Housing Tax Benefits Do Not Increase Homeownership
April 11, 2014
The tax code contains numerous benefits for homeowners. The largest is the mortgage-interest deduction (allowing homeowners to deduct interest paid on their mortgages from their taxable income). The idea behind these tax benefits is that they encourage homeownership. But in reality, they are regressive and expensive, and there is no indication that they actually do increase ownership, say Andrew Hanson, an associate fellow at the R Street Institute, Ike Brannon, a growth fellow at the George W. Bush Institute, and Zackary Hawley, an assistant professor of economics at Texas Christian University.

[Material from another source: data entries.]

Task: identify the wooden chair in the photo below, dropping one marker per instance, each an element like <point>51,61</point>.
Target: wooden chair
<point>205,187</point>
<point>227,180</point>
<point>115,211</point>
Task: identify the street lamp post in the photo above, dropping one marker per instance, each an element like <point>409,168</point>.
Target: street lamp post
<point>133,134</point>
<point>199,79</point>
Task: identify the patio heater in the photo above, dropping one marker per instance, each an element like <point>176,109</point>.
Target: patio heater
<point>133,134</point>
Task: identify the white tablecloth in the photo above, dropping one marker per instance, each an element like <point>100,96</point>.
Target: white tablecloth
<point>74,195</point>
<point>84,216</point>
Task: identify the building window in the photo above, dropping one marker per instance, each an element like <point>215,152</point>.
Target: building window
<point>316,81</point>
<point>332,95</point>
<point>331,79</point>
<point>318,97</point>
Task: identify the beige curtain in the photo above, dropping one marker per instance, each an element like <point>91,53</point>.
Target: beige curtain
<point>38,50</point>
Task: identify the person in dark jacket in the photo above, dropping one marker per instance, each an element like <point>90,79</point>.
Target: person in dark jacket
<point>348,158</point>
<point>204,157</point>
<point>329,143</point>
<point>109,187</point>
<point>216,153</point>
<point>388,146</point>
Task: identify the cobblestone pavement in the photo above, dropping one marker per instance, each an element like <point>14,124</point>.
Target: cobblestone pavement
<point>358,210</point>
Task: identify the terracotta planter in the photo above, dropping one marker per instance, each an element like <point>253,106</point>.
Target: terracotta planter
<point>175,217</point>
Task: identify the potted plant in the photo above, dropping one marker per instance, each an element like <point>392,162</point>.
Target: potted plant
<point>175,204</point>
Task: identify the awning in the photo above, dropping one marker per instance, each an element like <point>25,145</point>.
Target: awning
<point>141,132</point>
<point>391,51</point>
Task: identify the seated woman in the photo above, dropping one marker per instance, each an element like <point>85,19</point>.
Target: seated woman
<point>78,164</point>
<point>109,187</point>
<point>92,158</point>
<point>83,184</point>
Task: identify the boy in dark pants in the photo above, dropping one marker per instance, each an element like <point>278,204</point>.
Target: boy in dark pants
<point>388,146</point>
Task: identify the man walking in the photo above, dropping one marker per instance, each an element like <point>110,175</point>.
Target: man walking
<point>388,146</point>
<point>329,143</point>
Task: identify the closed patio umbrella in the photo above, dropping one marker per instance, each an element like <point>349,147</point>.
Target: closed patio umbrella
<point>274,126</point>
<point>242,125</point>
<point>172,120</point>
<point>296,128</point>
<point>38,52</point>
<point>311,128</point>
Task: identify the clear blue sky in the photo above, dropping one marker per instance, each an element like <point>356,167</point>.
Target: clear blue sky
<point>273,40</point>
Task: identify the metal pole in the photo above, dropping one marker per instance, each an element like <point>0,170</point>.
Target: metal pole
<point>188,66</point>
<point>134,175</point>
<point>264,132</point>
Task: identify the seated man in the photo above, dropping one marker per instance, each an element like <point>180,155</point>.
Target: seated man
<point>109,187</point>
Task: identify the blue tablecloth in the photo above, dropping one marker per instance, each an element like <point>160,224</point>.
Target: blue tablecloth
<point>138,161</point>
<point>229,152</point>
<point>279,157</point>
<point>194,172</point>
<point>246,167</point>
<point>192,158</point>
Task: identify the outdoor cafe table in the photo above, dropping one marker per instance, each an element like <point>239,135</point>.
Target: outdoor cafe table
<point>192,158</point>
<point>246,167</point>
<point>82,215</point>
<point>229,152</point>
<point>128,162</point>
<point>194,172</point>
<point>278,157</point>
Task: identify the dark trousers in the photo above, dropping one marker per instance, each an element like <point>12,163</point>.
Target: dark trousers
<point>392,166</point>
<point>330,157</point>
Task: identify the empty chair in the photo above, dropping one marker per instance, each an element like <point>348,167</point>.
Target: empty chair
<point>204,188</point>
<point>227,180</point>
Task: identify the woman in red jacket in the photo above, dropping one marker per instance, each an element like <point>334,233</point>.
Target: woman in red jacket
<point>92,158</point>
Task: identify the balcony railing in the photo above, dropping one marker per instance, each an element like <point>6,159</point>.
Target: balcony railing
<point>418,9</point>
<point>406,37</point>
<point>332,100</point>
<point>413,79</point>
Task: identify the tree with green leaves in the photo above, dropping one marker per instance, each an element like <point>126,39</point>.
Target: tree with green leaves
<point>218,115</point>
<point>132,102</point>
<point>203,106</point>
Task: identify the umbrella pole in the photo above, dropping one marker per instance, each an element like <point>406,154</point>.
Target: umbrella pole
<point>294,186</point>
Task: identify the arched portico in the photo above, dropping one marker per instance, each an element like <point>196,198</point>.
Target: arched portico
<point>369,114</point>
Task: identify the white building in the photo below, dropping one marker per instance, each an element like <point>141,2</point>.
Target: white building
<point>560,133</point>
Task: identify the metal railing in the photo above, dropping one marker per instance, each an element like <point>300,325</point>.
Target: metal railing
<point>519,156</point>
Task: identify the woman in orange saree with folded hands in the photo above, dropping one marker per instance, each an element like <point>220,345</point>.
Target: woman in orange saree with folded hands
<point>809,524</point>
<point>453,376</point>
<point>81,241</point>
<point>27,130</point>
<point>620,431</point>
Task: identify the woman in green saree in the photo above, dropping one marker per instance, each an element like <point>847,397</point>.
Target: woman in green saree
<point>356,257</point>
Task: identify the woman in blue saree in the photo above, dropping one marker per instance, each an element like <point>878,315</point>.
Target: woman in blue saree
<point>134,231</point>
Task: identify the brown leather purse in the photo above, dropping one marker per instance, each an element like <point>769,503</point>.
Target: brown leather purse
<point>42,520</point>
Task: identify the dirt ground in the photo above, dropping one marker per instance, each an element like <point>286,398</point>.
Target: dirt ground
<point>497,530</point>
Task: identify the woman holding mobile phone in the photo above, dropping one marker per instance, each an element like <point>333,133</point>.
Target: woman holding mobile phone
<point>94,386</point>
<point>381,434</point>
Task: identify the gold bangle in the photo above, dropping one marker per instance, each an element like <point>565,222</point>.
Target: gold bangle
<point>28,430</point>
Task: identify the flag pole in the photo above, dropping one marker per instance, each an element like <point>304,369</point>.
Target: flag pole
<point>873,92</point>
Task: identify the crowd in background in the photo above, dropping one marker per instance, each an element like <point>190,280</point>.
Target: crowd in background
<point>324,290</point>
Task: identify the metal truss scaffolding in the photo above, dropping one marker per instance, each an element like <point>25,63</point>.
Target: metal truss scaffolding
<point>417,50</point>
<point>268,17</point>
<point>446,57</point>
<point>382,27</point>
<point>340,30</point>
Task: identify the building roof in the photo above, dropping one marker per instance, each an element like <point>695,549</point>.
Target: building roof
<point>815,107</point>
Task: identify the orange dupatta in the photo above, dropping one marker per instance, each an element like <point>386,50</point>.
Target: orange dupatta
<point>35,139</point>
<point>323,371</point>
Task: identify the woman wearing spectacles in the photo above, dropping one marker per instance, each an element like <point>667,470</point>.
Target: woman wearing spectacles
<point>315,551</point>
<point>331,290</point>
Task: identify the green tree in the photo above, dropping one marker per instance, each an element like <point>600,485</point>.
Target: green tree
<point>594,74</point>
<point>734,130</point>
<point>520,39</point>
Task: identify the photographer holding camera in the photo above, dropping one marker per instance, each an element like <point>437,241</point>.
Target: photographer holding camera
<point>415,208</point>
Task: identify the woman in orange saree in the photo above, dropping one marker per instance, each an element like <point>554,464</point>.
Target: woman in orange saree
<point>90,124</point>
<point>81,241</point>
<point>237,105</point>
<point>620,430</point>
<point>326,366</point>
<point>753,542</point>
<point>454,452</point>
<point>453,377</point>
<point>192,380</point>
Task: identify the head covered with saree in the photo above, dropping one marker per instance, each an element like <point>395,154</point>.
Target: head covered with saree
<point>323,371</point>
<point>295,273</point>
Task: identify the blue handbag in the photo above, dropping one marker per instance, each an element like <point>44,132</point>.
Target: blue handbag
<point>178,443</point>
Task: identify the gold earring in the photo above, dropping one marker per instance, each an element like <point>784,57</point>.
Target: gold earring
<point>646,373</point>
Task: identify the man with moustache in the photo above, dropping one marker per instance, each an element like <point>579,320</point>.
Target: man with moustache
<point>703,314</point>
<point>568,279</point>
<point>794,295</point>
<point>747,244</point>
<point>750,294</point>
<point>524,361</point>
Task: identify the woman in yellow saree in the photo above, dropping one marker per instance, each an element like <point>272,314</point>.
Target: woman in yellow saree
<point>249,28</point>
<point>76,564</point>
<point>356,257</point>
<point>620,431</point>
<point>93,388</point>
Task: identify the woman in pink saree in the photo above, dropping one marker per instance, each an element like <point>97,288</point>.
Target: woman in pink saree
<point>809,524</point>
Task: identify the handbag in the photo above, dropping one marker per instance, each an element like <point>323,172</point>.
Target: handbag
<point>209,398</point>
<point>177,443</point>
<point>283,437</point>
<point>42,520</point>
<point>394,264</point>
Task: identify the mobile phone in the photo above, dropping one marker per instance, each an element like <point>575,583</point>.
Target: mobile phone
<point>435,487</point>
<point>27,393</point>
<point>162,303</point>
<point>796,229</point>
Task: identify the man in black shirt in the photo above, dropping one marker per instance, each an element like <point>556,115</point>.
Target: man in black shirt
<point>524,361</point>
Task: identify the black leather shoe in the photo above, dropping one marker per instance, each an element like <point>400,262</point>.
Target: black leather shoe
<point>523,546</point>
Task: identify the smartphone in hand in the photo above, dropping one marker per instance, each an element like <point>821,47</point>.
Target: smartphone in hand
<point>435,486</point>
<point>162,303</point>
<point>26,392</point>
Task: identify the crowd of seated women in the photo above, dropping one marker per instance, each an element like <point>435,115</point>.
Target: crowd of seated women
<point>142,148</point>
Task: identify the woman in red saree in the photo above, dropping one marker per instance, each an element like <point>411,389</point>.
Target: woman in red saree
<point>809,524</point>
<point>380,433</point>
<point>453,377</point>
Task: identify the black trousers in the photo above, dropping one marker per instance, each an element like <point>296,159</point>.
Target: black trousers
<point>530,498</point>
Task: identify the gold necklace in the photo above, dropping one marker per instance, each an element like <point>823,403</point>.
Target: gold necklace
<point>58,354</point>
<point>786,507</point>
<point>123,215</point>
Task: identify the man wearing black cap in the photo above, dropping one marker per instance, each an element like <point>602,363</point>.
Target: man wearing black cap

So what do these tax expenditures actually do? They lead to the purchase of larger homes and the greater use of debt financing.
- The mortgage-interest deduction actually increases the size of homes purchased by people who would otherwise purchase smaller one, but it does not encourage owning rather than renting.
- It is estimated that average home sizes increase by 11 percent to 18 percent due to the deduction. Basically, without the mortgage interest deduction, homeownership would not decrease, it would just mean that homeowners would be purchasing smaller homes than they currently purchase.
- Moreover, the deduction applies to the portion of a home financed by debt, so it ends up encouraging greater debt financing than would otherwise be the case.
Why does the deduction not encourage homeownership? The deduction is poorly targeted -- it does not target those who are on the margin between purchasing a home and renting.
- Because the mortgage-interest deduction is just that -- a deduction -- every dollar paid in mortgage interest is subtracted from an individual's taxable income. Higher earners, who pay higher rates, benefit more from this deduction than others.
- Moreover, to benefit from the deduction, taxpayers must itemize their deductions. This is not something that low- and middle-income taxpayers tend to do, for two reasons. First, because it is simpler to take the standard deduction instead ($12,200 for married couples). Second, a taxpayer would have to do a lot of tax-deductible spending to itemize his deductions to the level of the standard deduction.
- Furthermore, every dollar above the standard deduction reduces the tax bill by just 25 cents, maximum, for 90 percent of all households with incomes below $146,400.
If the government wants to encourage homeownership, the current housing benefits within our tax code are not the answer.